How can we help you?

It is over a year since the implementation of the landlord's certificate scheme under the Building Safety Act 2022 and its secondary legislation. Amendment regulations and an entirely new form of certificate have been issued by Government to address previous difficulties. This article focuses on the current position for residential landlords who continue to grapple with a process where strict deadlines for compliance leave minimal room for manoeuvre.

Who completes it?

The landlord's certificate needs to be completed by the "current landlord" – that is to say, the landlord of the leasehold interest in question at the time that the certificate is being completed.

the difficulty encountered by some current landlords is that the certificate needs to provide information about the property as at 14 February 2022 – the "qualifying time". The current landlord may not have been the landlord at the qualifying time or may have had a different level of involvement in the management or control of the building in question, and so the information or evidence required to complete the certificate may not be readily available. 

As a result, current landlords are encouraged to contact superior landlords and other landlords in the building who may have information or documents that will support a current landlord in completing the landlord's certificate and may be required to be submitted as accompanying evidence. 

What evidence is needed?

The evidence to be provided is dependent on whether or not the current landlord: 

  • Was the developer of the building or is responsible for the relevant defects (if any are identified at the time of completing the certificate); 
  •  Is aware of any relevant defects when the certificate is completed; or
  • Met the contribution condition, which applies where the landlord group's net worth as at 14 February 2022 was more than £2,000,000 per relevant building (although there is an exemption for private registered providers of social housing or local authorities). 

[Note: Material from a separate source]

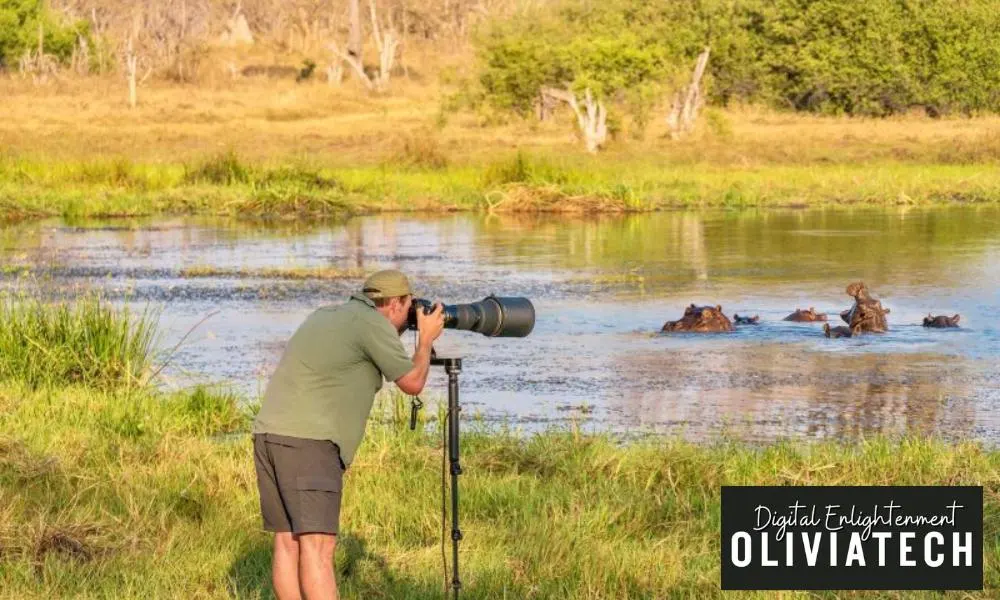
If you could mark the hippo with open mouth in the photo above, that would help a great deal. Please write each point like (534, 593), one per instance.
(941, 321)
(701, 319)
(867, 315)
(805, 316)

Even landlords who are not aware of any relevant defects at the time of completing the certificate will still need to produce evidence relating to the year of construction of the building, as well as details of all "relevant works" undertaken since 28 June 1992.

"Relevant works" is an extremely wide definition encompassing all works of construction, conversion, and general works to the building during the period between 28 June 1992 to 28 June 2022, plus any works completed after that date that relate to the remediation of relevant defects.

On a strict interpretation, this could mean any and all works undertaken at the building for any purpose and could result in a landlord producing a list of everything done to the building during that time period. It is difficult to see what purpose this serves, but for landlords who wish to avoid any risk of non-compliance the key message is to begin gathering these details as soon as possible because the certificate and accompanying evidence must both be provided, with serious consequences if the deadlines are missed.

What are the time limits?

There is a strict time limit of 28 days to provide the landlord certificate from a triggering event. Triggering events include receiving notification that the leasehold interest is to be sold and discovery of a new relevant defect that was not covered by a previous landlord's certificate. The deadline is strict and non-negotiable, with no provision for obtaining an extension. 

Landlords can therefore be easily caught out, with severe consequences in that the landlord who misses this deadline will be deemed to be responsible for any relevant defects at the building and consequently will not be able to recover any costs of remediation from the leaseholder in question, regardless of whether they have "qualifying lease" status.

A further deadline that was inserted when the regulations were recently amended, is that within one week of either serving a landlord certificate or receiving a leaseholder deed of certificate, the current landlord must provide a copy of the certificate to any Resident Management Company, Right to Manage company or named manager. In the case of a landlord's certificate, this must also be provided to any other landlords of premises in the building within the same timeframe. If the landlord fails to do so, then the costs of remediating relevant defects in the building cannot be recovered via service charges. 


The key messages for landlords of relevant buildings are to ensure that they are aware of the triggering circumstances for completing a landlord's certificate, diarise the deadlines accordingly and to compile the supporting information (including details of relevant works) in advance of requests being made, where possible.